NON È SUCCESSO NIENTEAppunti sparsi a margine di un processo.

Quando si tratta di neutralizzare i corpi indomabili la polizia agisce con disprezzo, mette i guanti e si
tappa il naso. Quando ingaggia un corpo a corpo, la polizia perde ogni ragione e l’empatia cede il posto alla follia virile e castratrice e non esita a torcere il corpo straniero fino a quando, in un ultimo sospiro, supplicandolo di lasciarlo vivere, lo stesso finisce per rompersi.
(Ramata Dieng, sorella di Lamine Dieng, ucciso dalla polizia il 17 giugno 2007 a Parigi)

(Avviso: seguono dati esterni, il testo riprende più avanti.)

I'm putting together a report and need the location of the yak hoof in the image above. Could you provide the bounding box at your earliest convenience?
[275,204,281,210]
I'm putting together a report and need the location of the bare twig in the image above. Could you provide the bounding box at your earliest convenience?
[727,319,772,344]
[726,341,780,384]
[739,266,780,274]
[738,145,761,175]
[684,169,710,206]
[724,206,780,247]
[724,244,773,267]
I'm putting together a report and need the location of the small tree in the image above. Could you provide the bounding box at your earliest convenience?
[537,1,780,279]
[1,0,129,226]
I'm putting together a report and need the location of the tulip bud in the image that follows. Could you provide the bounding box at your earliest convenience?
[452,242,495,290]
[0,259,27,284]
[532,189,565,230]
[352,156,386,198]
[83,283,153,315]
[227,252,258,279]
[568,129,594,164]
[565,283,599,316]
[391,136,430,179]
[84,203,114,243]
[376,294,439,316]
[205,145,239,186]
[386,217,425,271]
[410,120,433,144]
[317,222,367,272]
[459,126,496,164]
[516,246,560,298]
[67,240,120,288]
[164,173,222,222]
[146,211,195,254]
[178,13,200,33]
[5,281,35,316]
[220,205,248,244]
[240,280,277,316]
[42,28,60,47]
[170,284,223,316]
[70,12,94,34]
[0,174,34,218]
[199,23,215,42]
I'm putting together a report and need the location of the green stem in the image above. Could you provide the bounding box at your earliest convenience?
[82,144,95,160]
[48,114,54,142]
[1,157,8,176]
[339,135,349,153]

Si è tenuto, 8 anni dopo i fatti, il processo ai due poliziotti accusati di violenze e furto ai danni di un ragazzo pakistano. Mercoledì 15 novembre, un mese dopo, il verdetto: assoluzione dei tutori dell’ordine.

La sua testimonianza non è credibile. Si confonde, non è chiaro, cambia versione.

Dopo anni di bugie, accuse, insabbiamenti, depistaggi, omissioni, tre procuratori generali (Noseda,
Perugini e Pagani), ricorsi e il verdetto del tribunale federale che riapre il caso e porta i due agenti a processo, la sentenza del giudice Quattropani chiude – apparentemente – il caso.

Non è successo niente!

È così fratello… la verità non è uguale da tutte le parti… otto anni ad aspettare e poi tschac tschac tutto passato e non resta più niente… solo orecchio rotto che fa pfiiiiiiii…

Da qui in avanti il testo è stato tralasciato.